Matillion Data Quality Framework
When you’re using Matillion to build data processing jobs, you are acting as a data consumer. There are upstream systems (probably many) in which primary producers are actively creating data. But by the time that data becomes input, it’s read-only and is non-negotiable.
Having and delivering good quality data helps create accurate measurements and forecasts, and enables the business to make sound and auditable decisions. But nevertheless, data quality is not a goal in itself. If a good decision can still be made when half the data is missing, then half is enough. If there are known inaccuracies but they average out, then it’s accurate enough.
How do you determine exactly what is “good enough”? There are often attempts to create numeric data quality values. These are meaningless. As this article will argue later, context is everything, and numeric data quality values are at best unhelpful.
The Matillion data processing system is certainly a great place to thoroughly check the data that’s provided to it.

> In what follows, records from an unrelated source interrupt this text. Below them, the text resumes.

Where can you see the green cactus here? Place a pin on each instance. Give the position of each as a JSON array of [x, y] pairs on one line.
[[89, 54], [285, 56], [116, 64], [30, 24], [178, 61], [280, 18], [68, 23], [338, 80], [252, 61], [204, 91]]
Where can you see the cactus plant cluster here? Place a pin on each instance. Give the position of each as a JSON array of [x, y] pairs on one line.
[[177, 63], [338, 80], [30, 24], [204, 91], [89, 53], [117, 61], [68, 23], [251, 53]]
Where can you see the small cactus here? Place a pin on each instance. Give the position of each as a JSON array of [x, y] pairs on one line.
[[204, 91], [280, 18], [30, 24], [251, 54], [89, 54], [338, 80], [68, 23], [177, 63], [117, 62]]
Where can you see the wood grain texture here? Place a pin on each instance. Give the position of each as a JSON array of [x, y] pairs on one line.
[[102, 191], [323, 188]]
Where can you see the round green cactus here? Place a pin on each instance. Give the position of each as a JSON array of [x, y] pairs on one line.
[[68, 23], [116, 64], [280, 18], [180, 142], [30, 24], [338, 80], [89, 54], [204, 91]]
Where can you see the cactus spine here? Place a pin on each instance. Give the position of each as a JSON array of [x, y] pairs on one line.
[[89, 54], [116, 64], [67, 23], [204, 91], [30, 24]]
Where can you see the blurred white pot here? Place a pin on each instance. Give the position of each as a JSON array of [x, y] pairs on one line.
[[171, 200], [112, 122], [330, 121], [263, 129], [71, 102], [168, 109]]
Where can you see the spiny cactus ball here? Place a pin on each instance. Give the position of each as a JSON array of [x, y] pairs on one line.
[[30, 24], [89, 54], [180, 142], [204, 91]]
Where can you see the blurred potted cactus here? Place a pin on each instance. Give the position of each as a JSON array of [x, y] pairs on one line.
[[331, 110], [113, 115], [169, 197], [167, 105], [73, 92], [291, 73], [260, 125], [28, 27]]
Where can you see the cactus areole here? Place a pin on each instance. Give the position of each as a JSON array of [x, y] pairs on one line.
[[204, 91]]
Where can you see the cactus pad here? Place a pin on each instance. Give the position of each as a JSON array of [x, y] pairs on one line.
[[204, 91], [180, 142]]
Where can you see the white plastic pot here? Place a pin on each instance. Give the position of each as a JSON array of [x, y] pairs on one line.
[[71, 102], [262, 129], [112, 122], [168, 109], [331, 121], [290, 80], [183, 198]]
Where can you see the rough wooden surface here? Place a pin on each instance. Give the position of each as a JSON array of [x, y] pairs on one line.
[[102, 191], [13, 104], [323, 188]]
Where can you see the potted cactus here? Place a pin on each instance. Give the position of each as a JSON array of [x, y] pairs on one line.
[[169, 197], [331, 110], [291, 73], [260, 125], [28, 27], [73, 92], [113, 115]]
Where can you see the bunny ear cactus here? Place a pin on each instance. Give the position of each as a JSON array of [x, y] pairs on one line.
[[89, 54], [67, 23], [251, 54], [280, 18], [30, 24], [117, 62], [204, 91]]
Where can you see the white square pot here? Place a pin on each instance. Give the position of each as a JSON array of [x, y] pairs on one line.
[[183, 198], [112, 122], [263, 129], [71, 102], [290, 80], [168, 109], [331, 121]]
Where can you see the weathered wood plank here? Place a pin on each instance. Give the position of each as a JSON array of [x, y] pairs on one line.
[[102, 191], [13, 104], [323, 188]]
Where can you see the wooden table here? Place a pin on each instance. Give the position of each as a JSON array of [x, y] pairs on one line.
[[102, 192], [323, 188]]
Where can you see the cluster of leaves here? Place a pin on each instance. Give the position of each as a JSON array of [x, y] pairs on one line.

It’s important to audit and report back on data that doesn’t look right, because:
- There may actually be real, and unknown, problems at source
- Nobody else will (or even can) check data in this way
- You may just be reading it wrongly
This article will describe some common methods for checking source data quality in Matillion data transformation jobs.
While implementing these checks, remember to check first of all that you’re interpreting the data correctly, because in fact the source data is actually 100% perfect…
Source data is always perfect!
If a live source system is good enough to run the business operations, then by definition its data is fit for purpose and is perfect.
With regard to timeliness, there’s always a tradeoff between immediacy and integration. You can only integrate data sources once they have all become available. If customers need more timely data then you’ll either need to tune the data processing to make it faster, or else stop trying to integrate the output with other, less-frequently available data.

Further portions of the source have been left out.